Receiving gratuities for the first time in your life was fun. Even more when those gratuities were coming in the form of alcoholic beverages you could drink at the end of your stint at the expenses of the business premises. This consolation will turn up being an illusion as well, one of many little treats given to the tiniest gears to let them forget how big the machine which movement they are contributing to is.

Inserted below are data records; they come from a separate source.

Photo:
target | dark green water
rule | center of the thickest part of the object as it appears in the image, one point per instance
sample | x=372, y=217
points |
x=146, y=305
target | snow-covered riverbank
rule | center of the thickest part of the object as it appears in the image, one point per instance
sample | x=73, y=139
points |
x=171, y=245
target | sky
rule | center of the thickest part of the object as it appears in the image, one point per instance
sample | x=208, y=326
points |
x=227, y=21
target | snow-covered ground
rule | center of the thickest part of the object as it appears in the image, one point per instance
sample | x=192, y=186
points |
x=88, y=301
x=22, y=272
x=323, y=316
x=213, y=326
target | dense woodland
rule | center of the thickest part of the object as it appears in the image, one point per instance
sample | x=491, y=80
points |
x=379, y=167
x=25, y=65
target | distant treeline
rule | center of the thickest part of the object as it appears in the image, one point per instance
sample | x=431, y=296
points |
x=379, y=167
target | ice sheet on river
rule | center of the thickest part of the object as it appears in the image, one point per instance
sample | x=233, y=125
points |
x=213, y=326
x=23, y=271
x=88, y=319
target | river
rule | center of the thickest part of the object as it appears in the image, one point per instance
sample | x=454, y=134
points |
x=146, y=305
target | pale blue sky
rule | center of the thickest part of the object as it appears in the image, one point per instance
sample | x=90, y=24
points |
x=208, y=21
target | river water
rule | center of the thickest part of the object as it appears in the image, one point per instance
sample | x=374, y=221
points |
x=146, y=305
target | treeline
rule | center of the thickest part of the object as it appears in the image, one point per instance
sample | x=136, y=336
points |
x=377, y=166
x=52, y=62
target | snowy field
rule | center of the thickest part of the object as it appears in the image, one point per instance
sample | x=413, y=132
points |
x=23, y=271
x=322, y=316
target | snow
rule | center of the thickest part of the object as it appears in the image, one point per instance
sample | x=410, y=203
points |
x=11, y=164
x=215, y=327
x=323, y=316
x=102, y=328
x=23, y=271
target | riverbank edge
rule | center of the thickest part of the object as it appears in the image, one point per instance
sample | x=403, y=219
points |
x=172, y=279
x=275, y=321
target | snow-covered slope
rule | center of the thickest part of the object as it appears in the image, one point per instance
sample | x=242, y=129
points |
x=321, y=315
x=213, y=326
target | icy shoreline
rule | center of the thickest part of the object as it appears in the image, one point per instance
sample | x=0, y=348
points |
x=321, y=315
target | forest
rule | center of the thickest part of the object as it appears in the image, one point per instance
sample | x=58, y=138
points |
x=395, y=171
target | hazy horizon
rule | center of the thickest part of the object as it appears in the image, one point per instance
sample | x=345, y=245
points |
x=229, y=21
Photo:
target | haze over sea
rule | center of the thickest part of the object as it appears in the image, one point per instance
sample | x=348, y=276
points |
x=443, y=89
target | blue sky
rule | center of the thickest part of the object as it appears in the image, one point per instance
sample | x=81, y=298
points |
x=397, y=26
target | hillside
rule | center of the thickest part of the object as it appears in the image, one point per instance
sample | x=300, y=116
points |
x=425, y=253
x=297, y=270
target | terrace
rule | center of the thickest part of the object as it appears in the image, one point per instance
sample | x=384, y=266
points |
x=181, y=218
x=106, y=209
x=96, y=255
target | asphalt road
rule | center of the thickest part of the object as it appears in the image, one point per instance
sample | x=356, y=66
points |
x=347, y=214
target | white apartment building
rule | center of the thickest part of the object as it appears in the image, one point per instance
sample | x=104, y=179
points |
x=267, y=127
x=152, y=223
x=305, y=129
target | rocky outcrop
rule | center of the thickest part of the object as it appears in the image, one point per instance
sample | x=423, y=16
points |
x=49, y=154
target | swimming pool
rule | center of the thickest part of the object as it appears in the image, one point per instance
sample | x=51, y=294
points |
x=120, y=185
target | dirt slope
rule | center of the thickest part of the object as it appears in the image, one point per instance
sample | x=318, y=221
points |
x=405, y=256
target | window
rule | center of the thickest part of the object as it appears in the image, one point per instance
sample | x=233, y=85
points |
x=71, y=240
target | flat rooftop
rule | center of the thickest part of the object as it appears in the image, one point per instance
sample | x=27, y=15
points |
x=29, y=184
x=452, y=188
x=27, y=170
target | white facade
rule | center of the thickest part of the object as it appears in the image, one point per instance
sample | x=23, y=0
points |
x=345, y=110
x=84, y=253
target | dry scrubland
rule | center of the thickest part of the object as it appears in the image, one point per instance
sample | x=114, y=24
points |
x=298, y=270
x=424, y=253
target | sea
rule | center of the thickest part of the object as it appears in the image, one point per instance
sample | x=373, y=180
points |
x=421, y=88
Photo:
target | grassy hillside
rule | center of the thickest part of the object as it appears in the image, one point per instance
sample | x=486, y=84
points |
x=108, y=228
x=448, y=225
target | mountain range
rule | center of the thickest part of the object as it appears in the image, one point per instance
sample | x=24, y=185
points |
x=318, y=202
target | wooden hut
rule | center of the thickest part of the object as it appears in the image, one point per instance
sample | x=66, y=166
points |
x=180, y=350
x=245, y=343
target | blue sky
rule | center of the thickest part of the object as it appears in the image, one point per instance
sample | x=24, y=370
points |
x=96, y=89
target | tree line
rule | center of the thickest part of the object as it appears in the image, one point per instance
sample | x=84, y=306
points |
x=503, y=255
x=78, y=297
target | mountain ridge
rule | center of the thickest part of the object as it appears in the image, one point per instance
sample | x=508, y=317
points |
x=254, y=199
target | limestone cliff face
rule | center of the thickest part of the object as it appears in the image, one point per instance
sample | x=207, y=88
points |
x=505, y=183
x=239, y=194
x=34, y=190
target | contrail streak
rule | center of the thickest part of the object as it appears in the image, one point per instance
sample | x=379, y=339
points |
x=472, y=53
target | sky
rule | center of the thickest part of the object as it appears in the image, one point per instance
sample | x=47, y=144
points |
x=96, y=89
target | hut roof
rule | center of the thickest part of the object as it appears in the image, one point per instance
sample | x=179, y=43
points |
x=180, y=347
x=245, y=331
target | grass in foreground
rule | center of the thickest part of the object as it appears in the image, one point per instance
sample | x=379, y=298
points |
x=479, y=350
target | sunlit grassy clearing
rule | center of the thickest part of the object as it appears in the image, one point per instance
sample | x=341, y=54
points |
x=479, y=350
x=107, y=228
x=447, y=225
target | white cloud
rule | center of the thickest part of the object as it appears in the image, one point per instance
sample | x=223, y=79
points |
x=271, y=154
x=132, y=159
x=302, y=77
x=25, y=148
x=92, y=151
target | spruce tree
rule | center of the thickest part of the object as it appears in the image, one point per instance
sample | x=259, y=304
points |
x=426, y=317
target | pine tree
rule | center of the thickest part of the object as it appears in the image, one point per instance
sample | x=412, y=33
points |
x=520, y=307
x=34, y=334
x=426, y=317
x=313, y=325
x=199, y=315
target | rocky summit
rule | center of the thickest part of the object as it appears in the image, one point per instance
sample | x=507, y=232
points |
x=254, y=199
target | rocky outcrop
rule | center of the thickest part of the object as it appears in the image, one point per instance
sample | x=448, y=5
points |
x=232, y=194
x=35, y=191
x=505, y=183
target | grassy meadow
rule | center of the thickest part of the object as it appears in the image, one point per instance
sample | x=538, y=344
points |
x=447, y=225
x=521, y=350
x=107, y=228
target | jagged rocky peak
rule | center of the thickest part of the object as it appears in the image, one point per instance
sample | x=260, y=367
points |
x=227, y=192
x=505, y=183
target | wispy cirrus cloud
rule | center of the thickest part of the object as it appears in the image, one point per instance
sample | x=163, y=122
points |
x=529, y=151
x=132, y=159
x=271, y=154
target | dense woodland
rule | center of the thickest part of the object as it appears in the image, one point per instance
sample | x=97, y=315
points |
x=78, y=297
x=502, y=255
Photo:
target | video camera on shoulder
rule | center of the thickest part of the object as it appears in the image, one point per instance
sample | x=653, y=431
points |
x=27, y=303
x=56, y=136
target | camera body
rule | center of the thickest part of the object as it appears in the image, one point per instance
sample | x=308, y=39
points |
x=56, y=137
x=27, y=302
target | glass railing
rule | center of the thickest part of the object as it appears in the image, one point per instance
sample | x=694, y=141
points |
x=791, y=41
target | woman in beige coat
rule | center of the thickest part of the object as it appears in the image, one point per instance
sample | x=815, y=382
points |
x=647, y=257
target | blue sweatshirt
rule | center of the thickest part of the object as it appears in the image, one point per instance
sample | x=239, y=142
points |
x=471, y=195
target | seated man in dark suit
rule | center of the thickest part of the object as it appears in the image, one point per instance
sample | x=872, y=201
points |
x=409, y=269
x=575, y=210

Anyhow, you always loved a good dose of esprit de corps, so it was time to get over your fear of idiomatic impediment and meet the other gears. Early as it was, there weren’t many people working, hence the social effort was barely remarkable. There was one of the many employed Kangaroos and, well, we know who else. Silvia. The Iberian bartender you approached harassed talked to on the (LUCKY) night of your (GREAT) interview. You (have to) introduce yourself (this time) and (luckily?) she won’t remember you. As it went, you rapidly became buddies, your common Latinate roots helped of course – although you didn’t know that, there were yet so many things you didn’t know – you got along well, you joked, you had fun together. It must have looked so weird on the outside that in a couple of days one of the Kangaroos (who were generally way less stiff than Celts) would tell you: “Look, it’s crystal clear you have feelings for Silvia, so I think it’s better you know she has a boyfriend”. You were confused. Very confused. You are not anymore. To be honest, you actually still are, but for different reasons. Regardless, you dismissed the thing (and the things you allegedly felt) with a smile and left, remembering what one of the many good pals you used to have before The Move once told you. “You are easy to misunderstand because of your flirtatious ways”, they said, and they were upset at you for that. Later, you would find out it’s because they had strong feelings for you, but you shouldn’t really write about this now. Let’s move on.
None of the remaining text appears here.